The sectarian protest appeared to catch fire because it was aimed squarely at the military council that has ruled Egypt since the revolution, at a moment when the military’s latest delay for ceding power has led to a spike in public distrust of its authority.
When the clashes broke out, some Muslims ran into the streets to help defend the Christians against the police, while others said they had come out to help the army quell the protests in the name of stability, turning what started as a march about a church into a chaotic battle over military rule and Egypt’s future.
Nada el-Shazly, 27, who was wearing a surgical mask to block the tear gas, said she came out because she heard state television urge “honest Egyptians’’ to turn out to protect the soldiers from Christian protesters, even though she knew some of her fellow Muslims had marched with the Christians to protest the military’s continued hold on power.
“Muslims get what is happening,’’ she said, adding that the government was “trying to start a civil war.’’
The protest took place against a backdrop of escalating tensions between Muslims and Coptic Christians, who make up about 10 percent of the population. Mubarak’s exit emboldened previously suppressed Islamists and unnerved the Christian minority. Christians had joined the prodemocracy protests in large numbers, hoping for the protections of a pluralistic, democratic state, but the surge in power of the Islamists has raised fears of how much tolerance majority rule will allow.
The most common refrain of yesterday’s protests was, “The people want to bring down the field marshal,’’ adapting the signature chant of the revolution to call for the resignation of the military’s top officer, Field Marshal Mohamed Hussein Tantawi.
“Muslim and Christians are one hand,’’ some chanted.
The military and riot police, on the other hand, appeared at some points to be working in tandem with Muslims who were lashing out at the Coptic Christians. As security forces cleared the streets about 10 p.m., police officers in riot gear marched back and forth through the streets of downtown alongside a swarm of hundreds of men armed with clubs and stones chanting, “The people want to bring down the Christians,’’ and, later, “Islamic state, Islamic state.’’

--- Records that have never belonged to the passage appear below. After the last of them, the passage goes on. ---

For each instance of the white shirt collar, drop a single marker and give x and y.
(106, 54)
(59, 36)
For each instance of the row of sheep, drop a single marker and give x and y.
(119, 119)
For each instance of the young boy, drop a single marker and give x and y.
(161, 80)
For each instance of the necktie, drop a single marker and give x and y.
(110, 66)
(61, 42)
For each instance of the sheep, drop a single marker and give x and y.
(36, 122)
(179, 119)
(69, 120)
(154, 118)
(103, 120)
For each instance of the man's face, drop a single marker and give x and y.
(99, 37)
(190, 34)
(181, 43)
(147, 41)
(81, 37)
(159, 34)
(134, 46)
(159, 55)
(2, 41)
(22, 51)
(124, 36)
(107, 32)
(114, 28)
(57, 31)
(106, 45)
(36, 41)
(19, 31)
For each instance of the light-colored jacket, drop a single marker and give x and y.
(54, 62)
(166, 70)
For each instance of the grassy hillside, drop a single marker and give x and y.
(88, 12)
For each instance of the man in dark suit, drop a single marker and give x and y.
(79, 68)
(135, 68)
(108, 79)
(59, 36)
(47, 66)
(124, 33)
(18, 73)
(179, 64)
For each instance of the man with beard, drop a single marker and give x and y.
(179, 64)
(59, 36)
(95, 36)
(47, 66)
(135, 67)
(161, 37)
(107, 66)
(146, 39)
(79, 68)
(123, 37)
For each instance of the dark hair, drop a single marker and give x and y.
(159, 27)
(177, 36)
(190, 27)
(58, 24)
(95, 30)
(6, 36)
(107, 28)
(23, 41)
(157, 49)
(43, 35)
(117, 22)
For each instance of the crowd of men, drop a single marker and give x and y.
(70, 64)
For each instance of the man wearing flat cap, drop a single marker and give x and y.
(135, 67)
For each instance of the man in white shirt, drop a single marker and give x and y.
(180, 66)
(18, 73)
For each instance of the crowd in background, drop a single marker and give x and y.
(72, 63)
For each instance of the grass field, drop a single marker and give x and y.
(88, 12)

“Until when are we going to live in this terror?’’ asked a Christian demonstrator who gave his name as John. “This is not the issue of Muslim and Christian, this is the issue of the freedom that we demanded and can’t find.’’
By the end of the night, as clouds of tear gas floated through the dark streets and the crosses carried by the original Christian demonstrators had disappeared, it became increasingly difficult to tell who was fighting whom.
At one point, groups of riot police officers were seen beating Muslim protesters, who were shouting, in Arabic, “God is Great!’’ while just a few yards away other Muslims were breaking pavement into rocks to hurl in the direction of a group of Christians.
“It is chaos,’’ said Omar el-Shamy, a Muslim student who had spent much of the revolution in Cairo’s Tahrir Square and returned again to help support the Christians against the military. “I was standing with a group of people and suddenly they were chanting with the army! I don’t know what is going on.’’
State television announced a curfew in downtown Cairo beginning at 2 a.m., and the civilian Cabinet, which serves under the military council, held an emergency session.
A committee headed by Prime Minister Essam Sharaf was meeting to address the crisis, the Cabinet’s Web page said, with solutions based on the principle of equal citizenship. The Cabinet said it would not allow any interference with “national unity’’ or “the path of the democratic transition,’’ noting that a first step, the registration of parliamentary candidates for elections Nov. 28, will begin Wednesday.